[EM] No evidence that IRV doesn't fail. Reasons why it must.
James Gilmour
jgilmour at globalnet.co.uk
Fri Jan 23 16:24:01 PST 2004
Paul asked:
> But be
> honest and give your best guess as to what percentage of the
> voting population would get beyond 5 while in the voting
> booth.
The examples I described, where I had voted positively and negatively for all 30 candidates in an
STV-PR elections, were annual postal ballots for the council of an organisation to which I belong.
Electors had the luxury of having some weeks to study a one-page statement from every candidate
published in the election booklet.
> My guess is not even all of the EM-list subscribers
> would be as assiduous for an election that had 30 or 40
> different races in the election, each of which has 3-10
> alternatives.
We don't have this problem. The most we ever have is two elections of the same day - most commonly
two FPTP elections, both in single-member districts. In Scotland and Wales we make it a little more
complicated because we hold an FPTP election and a two-vote AMS (= MMP) election on the same day, so
that's three "X"s on separate ballot papers. But that's all.
As to the behaviour of real electors in real STV-PR public elections, here are some results from an
analysis of the electronic "ballot papers" in the Meath constituency at the 2002 Dáil election.
There were 14 candidates for 5 places. The two largest parties (FF and FG) both put up 3
candidates. Four smaller parties each put up 1 candidate, and there were 4 non-party candidates.
There were 64,081 valid votes. There is no restriction of any kind on the number preferences a
voter may mark.
The average number of preferences marked was 4.65. Every candidate was marked as every possible
preference (1 - 14) by at least some voters. The smallest group was 46 voters (0.07% of total) for
one of the 14th preferences. The largest group was 11,534 (18% of total) for one of the 1st
preferences.
Number Percentage
of Prefs of
marked Voters
1 5%
2 7%
3 33%
4 19%
5 13%
6 8%
7 4%
8 2%
9 1%
10 1%
11 1%
12 1%
13 1%
14 4%
The surge at pref 14 is evidence of real negative voting on the part of some electors. One
candidate attracted 25% of the 14th preferences, another 19% and another 15%, with much smaller
numbers spread across the other 11 candidates.

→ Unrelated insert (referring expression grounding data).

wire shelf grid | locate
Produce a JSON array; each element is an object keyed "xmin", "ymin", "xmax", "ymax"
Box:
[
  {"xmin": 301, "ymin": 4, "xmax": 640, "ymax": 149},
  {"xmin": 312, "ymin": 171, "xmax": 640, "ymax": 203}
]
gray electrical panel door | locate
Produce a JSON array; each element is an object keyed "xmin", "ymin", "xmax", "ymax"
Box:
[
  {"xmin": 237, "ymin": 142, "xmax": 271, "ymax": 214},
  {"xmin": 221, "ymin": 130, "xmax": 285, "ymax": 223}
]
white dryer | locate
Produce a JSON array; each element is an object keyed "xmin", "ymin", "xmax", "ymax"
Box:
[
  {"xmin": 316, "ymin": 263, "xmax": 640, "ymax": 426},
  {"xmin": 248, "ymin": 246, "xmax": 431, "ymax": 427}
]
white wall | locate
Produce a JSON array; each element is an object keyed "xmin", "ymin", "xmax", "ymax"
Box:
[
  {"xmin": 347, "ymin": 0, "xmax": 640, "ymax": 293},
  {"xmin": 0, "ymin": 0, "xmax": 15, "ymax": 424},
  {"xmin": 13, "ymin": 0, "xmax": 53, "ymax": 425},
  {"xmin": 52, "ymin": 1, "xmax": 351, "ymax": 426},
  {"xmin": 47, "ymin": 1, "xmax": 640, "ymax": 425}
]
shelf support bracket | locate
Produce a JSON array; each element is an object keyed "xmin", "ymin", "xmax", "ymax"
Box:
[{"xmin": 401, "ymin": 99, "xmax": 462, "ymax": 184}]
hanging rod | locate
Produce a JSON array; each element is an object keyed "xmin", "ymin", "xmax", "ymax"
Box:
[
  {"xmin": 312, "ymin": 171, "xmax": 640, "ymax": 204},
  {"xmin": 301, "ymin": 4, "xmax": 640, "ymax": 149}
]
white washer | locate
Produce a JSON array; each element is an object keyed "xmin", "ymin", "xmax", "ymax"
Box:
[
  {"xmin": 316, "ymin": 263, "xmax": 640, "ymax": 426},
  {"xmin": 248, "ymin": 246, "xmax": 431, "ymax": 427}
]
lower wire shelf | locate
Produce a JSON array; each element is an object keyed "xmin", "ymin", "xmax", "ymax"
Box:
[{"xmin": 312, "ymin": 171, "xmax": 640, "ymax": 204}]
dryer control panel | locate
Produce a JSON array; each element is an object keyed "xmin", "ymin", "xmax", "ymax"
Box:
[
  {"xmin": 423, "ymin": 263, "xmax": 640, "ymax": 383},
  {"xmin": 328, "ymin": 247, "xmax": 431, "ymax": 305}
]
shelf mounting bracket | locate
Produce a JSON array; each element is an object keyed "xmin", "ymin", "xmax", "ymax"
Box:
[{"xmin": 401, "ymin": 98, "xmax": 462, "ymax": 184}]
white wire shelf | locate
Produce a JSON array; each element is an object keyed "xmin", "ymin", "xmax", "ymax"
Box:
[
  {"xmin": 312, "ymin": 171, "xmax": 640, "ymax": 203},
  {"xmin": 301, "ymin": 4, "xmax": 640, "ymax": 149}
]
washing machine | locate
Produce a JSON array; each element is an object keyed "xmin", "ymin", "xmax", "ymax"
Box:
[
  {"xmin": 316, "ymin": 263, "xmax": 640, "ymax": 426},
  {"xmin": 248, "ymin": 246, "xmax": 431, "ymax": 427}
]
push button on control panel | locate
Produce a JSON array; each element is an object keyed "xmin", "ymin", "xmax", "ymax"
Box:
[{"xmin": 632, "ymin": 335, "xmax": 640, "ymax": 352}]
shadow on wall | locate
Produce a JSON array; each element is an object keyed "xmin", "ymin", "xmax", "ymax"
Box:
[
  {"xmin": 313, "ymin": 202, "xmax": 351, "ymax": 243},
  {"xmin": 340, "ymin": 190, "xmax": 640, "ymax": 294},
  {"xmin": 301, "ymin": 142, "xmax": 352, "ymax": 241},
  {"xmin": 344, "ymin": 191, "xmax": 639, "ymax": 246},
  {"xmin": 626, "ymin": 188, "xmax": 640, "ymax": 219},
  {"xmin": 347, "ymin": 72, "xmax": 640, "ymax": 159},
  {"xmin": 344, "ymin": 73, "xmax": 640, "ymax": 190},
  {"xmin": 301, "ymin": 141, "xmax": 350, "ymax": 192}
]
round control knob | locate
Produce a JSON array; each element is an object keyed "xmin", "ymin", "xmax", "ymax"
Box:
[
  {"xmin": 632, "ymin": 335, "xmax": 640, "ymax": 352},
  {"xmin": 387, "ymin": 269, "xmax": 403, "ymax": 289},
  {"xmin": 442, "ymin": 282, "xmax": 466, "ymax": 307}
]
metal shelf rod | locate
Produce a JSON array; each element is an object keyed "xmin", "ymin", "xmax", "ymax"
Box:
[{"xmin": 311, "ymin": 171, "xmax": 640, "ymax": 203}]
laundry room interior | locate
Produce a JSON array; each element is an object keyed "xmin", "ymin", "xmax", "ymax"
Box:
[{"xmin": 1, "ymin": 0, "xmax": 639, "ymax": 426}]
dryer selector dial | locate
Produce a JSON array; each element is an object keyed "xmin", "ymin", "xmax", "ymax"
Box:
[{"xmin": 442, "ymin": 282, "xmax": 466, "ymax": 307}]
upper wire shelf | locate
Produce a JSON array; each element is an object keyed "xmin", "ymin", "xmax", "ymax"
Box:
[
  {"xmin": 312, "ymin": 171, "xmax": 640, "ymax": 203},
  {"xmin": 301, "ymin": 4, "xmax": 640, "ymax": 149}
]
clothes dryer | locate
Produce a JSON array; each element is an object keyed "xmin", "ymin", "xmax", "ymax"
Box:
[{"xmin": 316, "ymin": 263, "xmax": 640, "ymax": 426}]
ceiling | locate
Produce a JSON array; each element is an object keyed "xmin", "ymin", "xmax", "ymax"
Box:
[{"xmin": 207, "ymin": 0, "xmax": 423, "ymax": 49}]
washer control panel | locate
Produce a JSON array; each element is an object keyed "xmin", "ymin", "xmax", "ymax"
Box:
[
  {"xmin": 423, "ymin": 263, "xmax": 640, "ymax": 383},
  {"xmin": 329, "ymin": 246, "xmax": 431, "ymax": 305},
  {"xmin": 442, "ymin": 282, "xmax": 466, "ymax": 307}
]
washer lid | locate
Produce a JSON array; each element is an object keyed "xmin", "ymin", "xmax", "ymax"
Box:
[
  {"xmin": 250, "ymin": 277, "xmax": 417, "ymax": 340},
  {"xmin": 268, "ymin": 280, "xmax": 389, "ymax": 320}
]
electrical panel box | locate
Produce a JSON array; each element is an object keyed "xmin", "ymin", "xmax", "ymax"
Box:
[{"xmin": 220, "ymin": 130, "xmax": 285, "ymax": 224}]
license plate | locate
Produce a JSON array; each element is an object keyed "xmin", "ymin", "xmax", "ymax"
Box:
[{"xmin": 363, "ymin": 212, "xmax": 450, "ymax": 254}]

There was an interesting difference in behaviour between the 'supporters' of the two parties that
both put up 3 candidates. (Supporter defined here as a voter who gave his or her first preference
to any one of that party's 3 candidates.) Significantly more of FF's supporters stopped at 3
preferences than did FG's supporters. The balance was made up at 5, 6 and 7 preferences, with a few
more at 8, 9 and 10 preferences.
Number
of Prefs
marked FF FG
1 4% 3%
2 6% 5%
3 40% 28%
4 20% 20%
5 12% 16%
6 6% 10%
7 3% 5%
8 2% 3%
9 1% 2%
10 1% 2%
11 1% 1%
12 1% 1%
13 1% 1%
14 3% 4%
Total number of Supporters: FF = 28, 786 FG = 17,452
Between them these two parties gained 72% of the first preferences.
So my voting habits are not typical. But I already knew that. No one on this list is a typical
elector. If they were, they wouldn't be here.